The summit has been troubled by divisions, most notably opposition from France and Germany to giving Ukraine and Georgia a plan for eventually joining NATO. Bush indicated that was an open question because any NATO member can block it.
"We'll see," he said, saying one country was still an issue.
Bush has been pushing NATO countries to commit more troops to the 47,000-strong NATO force in Afghanistan. At least 10 countries, including France, Germany, Norway and Poland, have announced they would do so, but Bush would like to see more.
"I feel good about what I'm hearing from my fellow leaders about their desire to support Afghanistan," the president said. "I think if tomorrow we get clarification on troop support ... the people of Afghanistan are going to be more than grateful." He did not mention any specific numbers of additional troops.
The U.S. is the biggest contributor of troops in Afghanistan, with 17,000 in the NATO-led force and 14,000 in a U.S.-led contingent in eastern Afghanistan that trains Afghan forces and hunts al-Qaida fighters. The U.S. presence is set to go up by 3,500 Marines, most of them dedicated to the NATO mission.
Bush has spent months trying to persuade Russia that it has nothing to fear from a missile defense shield in Europe, based in Poland and the Czech Republic.
He said "it looks like to me that the agreement is coming together" within NATO at least to support a defensive system.
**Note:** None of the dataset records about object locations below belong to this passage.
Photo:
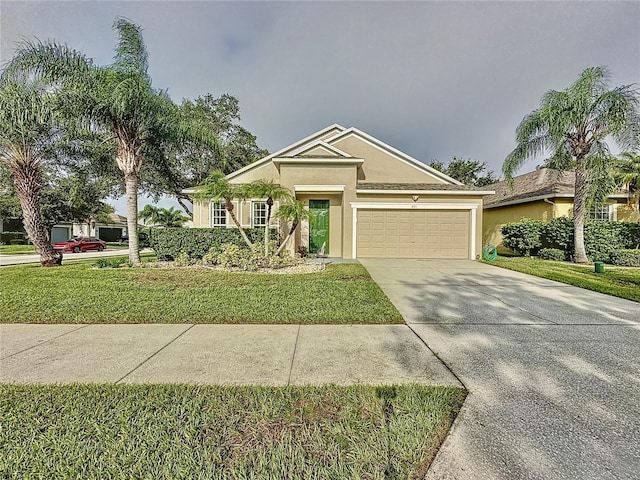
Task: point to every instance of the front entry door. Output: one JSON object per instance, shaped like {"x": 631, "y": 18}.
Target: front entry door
{"x": 319, "y": 226}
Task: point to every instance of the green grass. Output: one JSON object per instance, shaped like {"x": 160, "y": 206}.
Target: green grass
{"x": 623, "y": 282}
{"x": 222, "y": 432}
{"x": 79, "y": 293}
{"x": 17, "y": 249}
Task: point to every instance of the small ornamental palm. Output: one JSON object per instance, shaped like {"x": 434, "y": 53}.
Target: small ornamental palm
{"x": 292, "y": 212}
{"x": 572, "y": 125}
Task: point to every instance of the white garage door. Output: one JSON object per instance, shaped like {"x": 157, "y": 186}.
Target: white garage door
{"x": 412, "y": 234}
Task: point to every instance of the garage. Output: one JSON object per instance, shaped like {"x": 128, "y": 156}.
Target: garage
{"x": 407, "y": 233}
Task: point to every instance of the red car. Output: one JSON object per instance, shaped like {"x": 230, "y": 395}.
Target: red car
{"x": 80, "y": 244}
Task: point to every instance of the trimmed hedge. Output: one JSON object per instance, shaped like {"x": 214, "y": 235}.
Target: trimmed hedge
{"x": 601, "y": 238}
{"x": 169, "y": 243}
{"x": 551, "y": 254}
{"x": 628, "y": 257}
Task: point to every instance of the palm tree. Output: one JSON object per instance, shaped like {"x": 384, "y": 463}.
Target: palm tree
{"x": 28, "y": 129}
{"x": 119, "y": 101}
{"x": 292, "y": 212}
{"x": 272, "y": 192}
{"x": 217, "y": 187}
{"x": 626, "y": 171}
{"x": 573, "y": 125}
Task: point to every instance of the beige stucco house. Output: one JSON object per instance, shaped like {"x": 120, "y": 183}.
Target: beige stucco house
{"x": 368, "y": 199}
{"x": 545, "y": 194}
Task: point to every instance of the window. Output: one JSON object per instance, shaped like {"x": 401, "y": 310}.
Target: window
{"x": 218, "y": 214}
{"x": 258, "y": 214}
{"x": 601, "y": 213}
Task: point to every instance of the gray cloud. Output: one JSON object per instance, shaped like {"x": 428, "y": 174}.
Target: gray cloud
{"x": 434, "y": 79}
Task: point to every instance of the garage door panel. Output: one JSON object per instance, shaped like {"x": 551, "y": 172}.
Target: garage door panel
{"x": 413, "y": 233}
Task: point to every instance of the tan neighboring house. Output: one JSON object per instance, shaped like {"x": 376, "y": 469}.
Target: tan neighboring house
{"x": 368, "y": 200}
{"x": 544, "y": 194}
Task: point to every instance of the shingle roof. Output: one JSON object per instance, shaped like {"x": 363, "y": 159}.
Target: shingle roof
{"x": 417, "y": 186}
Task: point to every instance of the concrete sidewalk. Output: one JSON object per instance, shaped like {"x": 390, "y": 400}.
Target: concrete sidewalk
{"x": 217, "y": 354}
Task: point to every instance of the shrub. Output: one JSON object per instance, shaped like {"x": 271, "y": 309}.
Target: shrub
{"x": 168, "y": 243}
{"x": 552, "y": 254}
{"x": 522, "y": 237}
{"x": 627, "y": 257}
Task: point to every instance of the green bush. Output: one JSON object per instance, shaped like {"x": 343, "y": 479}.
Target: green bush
{"x": 552, "y": 254}
{"x": 522, "y": 237}
{"x": 13, "y": 238}
{"x": 169, "y": 243}
{"x": 627, "y": 257}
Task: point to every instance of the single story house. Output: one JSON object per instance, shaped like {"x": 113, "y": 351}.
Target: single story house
{"x": 544, "y": 194}
{"x": 368, "y": 199}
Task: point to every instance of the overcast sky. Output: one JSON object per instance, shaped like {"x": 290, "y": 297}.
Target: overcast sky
{"x": 433, "y": 79}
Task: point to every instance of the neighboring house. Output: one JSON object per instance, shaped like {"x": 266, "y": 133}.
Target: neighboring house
{"x": 109, "y": 232}
{"x": 368, "y": 199}
{"x": 544, "y": 194}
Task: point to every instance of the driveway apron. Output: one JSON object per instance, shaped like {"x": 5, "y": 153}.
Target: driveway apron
{"x": 553, "y": 370}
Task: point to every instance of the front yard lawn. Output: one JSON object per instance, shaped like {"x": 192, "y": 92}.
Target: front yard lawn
{"x": 222, "y": 432}
{"x": 80, "y": 293}
{"x": 621, "y": 282}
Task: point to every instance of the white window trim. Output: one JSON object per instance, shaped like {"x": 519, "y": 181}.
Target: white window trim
{"x": 472, "y": 207}
{"x": 211, "y": 217}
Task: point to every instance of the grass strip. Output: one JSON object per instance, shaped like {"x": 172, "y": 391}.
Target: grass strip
{"x": 222, "y": 432}
{"x": 79, "y": 293}
{"x": 623, "y": 282}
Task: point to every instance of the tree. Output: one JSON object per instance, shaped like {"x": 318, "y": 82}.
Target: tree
{"x": 216, "y": 187}
{"x": 272, "y": 192}
{"x": 466, "y": 171}
{"x": 190, "y": 163}
{"x": 29, "y": 128}
{"x": 292, "y": 212}
{"x": 573, "y": 125}
{"x": 119, "y": 101}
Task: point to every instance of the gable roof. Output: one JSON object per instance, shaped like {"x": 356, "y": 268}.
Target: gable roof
{"x": 325, "y": 140}
{"x": 537, "y": 185}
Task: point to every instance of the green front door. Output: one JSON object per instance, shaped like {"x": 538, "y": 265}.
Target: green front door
{"x": 319, "y": 226}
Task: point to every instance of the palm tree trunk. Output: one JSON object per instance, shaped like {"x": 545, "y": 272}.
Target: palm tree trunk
{"x": 286, "y": 240}
{"x": 579, "y": 203}
{"x": 229, "y": 206}
{"x": 131, "y": 194}
{"x": 27, "y": 180}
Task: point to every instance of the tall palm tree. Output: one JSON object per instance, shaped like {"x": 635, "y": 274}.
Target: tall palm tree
{"x": 119, "y": 101}
{"x": 149, "y": 214}
{"x": 292, "y": 212}
{"x": 217, "y": 187}
{"x": 28, "y": 129}
{"x": 272, "y": 192}
{"x": 573, "y": 125}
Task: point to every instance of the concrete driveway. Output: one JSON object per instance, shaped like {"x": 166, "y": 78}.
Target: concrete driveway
{"x": 553, "y": 370}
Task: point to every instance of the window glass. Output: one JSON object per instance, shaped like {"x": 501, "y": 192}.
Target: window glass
{"x": 218, "y": 214}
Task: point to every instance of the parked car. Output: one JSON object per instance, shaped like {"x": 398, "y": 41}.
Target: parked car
{"x": 80, "y": 244}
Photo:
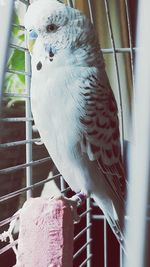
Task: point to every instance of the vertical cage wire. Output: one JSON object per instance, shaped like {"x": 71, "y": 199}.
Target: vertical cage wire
{"x": 139, "y": 153}
{"x": 130, "y": 41}
{"x": 29, "y": 141}
{"x": 5, "y": 8}
{"x": 116, "y": 71}
{"x": 105, "y": 242}
{"x": 28, "y": 122}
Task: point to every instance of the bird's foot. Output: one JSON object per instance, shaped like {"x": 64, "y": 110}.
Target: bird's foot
{"x": 74, "y": 202}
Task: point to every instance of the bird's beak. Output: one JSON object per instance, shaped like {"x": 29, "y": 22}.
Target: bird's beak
{"x": 31, "y": 38}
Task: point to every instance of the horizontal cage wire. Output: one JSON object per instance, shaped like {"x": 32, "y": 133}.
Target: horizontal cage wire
{"x": 26, "y": 169}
The president is to meet with Russian President Vladimir Putin on Sunday in the resort city of Sochi, and the White House has held out hopes of an agreement easing Russia's opposition to a missile shield.
Putin, Bush said, should "welcome NATO because it is a group of nations dedicated to peace."
De Hoop Scheffer told Bush, "I can share and echo your optimism." He said NATO would "take a clear position on missile defense."
The NATO chief also said the alliance would publish a so-called "vision statement" about expanding its traditional role "the front lines in the fight against terrorism."
De Hoop Scheffer was optimistic about adding new members to NATO. Croatia, Albania and Macedonia are hoping to get invitations this week, although Greece may block Macedonia.
Taking note of the dispute over Ukraine's hopes for eventual membership, de Hoop Scheffer said, "I think this can never be a question of whether ... I think the door should be open." But he did not say whether Ukraine's chance to start the process, along with Georgia, would come now or have to wait.